Walter Whitman (May 31, 1819 in West Hills, Long Island, New York - March 26, 1892 in Camden, New Jersey) was an American poet, essayist and journalist, now considered to be one of the founders of modern American poetry. His most famous work is the poetry collection Leaves of Grass, which he wrote in free verse.
Whitman was the prototype of the American self-made man. He started as an office boy in a law firm, worked a while as a printer, then as a village school teacher, founded several magazines, built houses, and meanwhile continued working on his magnum opus, Leaves of Grass. Whitman never married, never left America, never sought after wealth and property, did not belong to any club, preferred the company of ordinary people and was always optimistic and cheerful. People who knew him well described him as slow moving, tolerant, democratic, responsive, and generous to everyone.
Leaves of Grass
Whitman's best known work is Leaves of Grass.
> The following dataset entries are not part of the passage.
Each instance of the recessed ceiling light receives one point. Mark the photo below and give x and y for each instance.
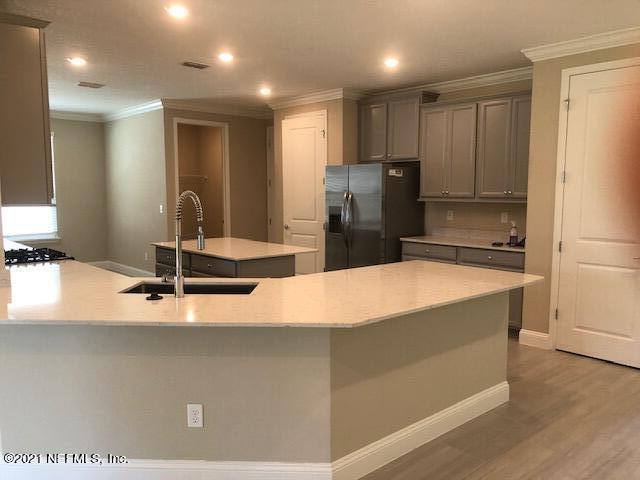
(177, 11)
(225, 57)
(391, 62)
(77, 61)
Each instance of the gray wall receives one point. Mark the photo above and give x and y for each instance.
(135, 183)
(80, 189)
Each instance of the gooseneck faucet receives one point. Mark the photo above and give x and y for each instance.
(179, 278)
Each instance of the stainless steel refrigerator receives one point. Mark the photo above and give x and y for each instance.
(368, 208)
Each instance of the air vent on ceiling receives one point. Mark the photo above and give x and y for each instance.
(199, 66)
(90, 84)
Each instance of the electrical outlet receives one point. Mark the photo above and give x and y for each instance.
(194, 415)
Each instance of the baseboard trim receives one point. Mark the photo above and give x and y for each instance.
(170, 470)
(535, 339)
(122, 269)
(381, 452)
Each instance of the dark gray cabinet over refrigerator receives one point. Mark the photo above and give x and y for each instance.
(368, 209)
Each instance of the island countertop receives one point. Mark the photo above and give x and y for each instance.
(70, 292)
(238, 249)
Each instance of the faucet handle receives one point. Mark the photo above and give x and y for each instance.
(200, 240)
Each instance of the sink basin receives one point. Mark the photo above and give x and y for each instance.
(194, 288)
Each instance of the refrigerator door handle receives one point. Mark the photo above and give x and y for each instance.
(344, 219)
(349, 217)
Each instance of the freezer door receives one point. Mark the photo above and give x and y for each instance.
(365, 215)
(336, 188)
(403, 213)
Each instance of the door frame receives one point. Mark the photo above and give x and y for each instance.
(563, 124)
(226, 183)
(324, 114)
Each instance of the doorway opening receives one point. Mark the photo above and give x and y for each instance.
(201, 152)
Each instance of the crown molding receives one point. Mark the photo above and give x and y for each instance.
(616, 38)
(240, 111)
(135, 110)
(76, 116)
(315, 97)
(484, 80)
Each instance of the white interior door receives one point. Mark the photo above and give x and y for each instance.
(599, 282)
(304, 157)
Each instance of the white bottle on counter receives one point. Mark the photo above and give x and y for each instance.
(513, 234)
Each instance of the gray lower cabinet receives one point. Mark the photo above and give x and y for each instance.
(448, 151)
(503, 148)
(196, 265)
(25, 156)
(476, 257)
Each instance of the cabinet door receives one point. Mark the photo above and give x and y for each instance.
(494, 143)
(520, 132)
(461, 172)
(403, 129)
(25, 159)
(433, 151)
(373, 132)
He continued editing and working on it until his death. This masterpiece of American literature is still considered his most personal and political work. A group of those poems about the Civil War is sometimes published separately under the title Drum-Taps. The first edition was self-published and received only moderate attention from the public. In several poems Whitman glorifies the human body in a very innovative style, and this did not exactly fit in with the Victorian ethics of the time. Despite its revolutionary content subsequent editions failed to get noticed in the United States. Outside the U.S.A. the reception was much better, especially in France, where Whitman's humanism influenced the naturalist literary movement. By 1865, Leaves of Grass had made Whitman famous and was now accepted by a major publishing house.